In this circumstance, it would be great if you could direct me to resolve this issue. Please let me know if you need any other information.
I’m not entirely familiar with KLEE nor with the dataflow sanitizer, but I think there are two issues with your approach.
First, I would expect KLEE to require for the whole program to be provided together with its bitcode (modulo known library functions) – you can see how they achieve that in the tutorials section on their website (e.g., for coreutils ). From the high-level point of view, KLEE uses a technique called dynamic symbolic execution (DSE) that when interpreting LLVM bitcode maintains symbolic execution state alongside the (usual) concrete state , and while it’s possible to use it on binaries, KLEE works on the level of LLVM IR. They have a custom libc implementation that KLEE can reason about (the files with .bca extension on your screenshot). I think that unless you link in whatever binaries you use (such that you end up with a single bitcode file), use on of the provided libraries like libc, KLEE won’t be able to come up with a symbolic state for library code.

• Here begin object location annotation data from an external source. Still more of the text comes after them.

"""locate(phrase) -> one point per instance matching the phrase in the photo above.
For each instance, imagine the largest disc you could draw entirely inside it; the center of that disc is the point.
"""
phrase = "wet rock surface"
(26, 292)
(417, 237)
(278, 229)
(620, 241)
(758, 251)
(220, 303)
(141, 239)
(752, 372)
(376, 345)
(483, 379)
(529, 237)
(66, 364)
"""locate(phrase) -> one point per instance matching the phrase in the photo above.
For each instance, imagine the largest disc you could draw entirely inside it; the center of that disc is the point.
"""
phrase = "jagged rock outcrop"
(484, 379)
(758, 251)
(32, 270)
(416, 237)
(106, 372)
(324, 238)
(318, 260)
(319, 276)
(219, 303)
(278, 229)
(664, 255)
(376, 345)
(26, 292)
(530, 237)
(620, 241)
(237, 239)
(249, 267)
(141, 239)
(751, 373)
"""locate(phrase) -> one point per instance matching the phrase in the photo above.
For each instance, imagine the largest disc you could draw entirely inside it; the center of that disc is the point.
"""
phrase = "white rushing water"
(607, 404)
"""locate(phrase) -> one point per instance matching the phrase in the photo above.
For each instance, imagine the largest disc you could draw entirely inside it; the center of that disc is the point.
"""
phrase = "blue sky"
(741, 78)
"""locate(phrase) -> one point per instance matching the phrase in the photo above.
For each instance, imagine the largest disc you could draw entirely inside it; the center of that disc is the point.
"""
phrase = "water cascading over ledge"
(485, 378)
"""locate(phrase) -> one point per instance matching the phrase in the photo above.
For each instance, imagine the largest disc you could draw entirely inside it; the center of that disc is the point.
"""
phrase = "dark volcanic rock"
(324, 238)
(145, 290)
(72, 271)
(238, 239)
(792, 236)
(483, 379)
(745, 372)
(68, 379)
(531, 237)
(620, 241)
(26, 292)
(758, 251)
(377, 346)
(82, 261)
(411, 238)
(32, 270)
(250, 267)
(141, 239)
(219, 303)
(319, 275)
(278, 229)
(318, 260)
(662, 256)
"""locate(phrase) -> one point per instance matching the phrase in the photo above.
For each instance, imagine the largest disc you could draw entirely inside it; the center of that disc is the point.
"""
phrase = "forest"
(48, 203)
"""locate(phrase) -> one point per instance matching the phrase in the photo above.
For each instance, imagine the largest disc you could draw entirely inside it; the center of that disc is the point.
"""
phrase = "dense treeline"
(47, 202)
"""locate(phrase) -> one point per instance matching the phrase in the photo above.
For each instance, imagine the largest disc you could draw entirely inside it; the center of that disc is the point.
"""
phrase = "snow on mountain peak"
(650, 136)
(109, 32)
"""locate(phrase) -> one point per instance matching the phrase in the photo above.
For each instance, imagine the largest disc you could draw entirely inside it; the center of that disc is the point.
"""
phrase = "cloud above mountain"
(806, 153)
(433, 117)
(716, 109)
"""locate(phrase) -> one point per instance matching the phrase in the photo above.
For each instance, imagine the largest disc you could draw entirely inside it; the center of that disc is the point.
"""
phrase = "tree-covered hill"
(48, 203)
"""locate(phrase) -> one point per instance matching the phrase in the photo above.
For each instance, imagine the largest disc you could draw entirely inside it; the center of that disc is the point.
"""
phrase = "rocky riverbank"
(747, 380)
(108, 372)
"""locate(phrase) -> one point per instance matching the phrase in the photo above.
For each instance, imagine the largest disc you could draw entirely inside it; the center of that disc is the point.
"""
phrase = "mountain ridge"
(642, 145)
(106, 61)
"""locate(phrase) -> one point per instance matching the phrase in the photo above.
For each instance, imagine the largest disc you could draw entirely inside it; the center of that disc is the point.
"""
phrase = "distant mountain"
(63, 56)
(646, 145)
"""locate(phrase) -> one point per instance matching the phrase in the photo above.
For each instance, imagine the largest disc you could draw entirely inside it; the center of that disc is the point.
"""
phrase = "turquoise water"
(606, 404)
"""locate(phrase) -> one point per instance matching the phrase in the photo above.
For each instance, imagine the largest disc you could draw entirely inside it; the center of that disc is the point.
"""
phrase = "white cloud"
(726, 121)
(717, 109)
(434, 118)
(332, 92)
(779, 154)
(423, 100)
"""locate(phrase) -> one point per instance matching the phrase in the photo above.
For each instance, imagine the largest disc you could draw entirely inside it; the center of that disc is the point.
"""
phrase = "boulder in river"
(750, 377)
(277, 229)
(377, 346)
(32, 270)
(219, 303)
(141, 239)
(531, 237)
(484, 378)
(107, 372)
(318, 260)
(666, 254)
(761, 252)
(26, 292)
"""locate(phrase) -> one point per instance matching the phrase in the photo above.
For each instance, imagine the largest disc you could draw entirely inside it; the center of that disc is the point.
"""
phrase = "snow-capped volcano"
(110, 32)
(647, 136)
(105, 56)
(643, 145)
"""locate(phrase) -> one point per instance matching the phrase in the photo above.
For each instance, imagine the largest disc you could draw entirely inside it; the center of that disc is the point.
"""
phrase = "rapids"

The second issue I see is that you want to use the dataflow sanitizer together with KLEE. Typically, the mainstream sanitizers provide cleaver encoding that makes checking some property of interest fast for runtime execution. For example, a sanitizer can maintain a mapping from normal program memory to shadow memory, and instrumentation that maintains this mapping and asserts some invariants over both the memory regions. This encoding/mapping use fast (runtime) operations like shifts, bit operations, hashing, that can be very difficult to reason about for an underlying constraint solver in a DSE tool. Software verification tools usually use custom encodings/instrumentation that is easier to reason about and can use tricks that don’t work for runtime verification (e.g., use of nondeterminism in ). Things you want to avoid are complicated math function (hashing), large arrays and dependencies across them, etc.
My suggestion would be to try to first manually instrument your C/C++ source with an encoding friendly for DSE, and once you are happy with it create a custom transformation pass over LLVM IR that emits the instrumentation.
Thank you very much for your detail explanations and valuable suggestions. I will follow your suggestions.
I completely agree with you that KLEE requires libraries with the .bca extension. In fact, I have already tried to generate the archived bit-code version of libclang_rt.dfsan-x86_64.a using WLLVM tool. But it could not generate the .bca file successfully (please, see the attached screenshot).
Would you please let me know how I can get the archived bit-code version of the LLVM DataFlowSanitizer library? Is there any repository that I may not be aware of? If there is none, could you please guide me on how I can generate it? I really appreciate any suggestion you may have. Thank you very much.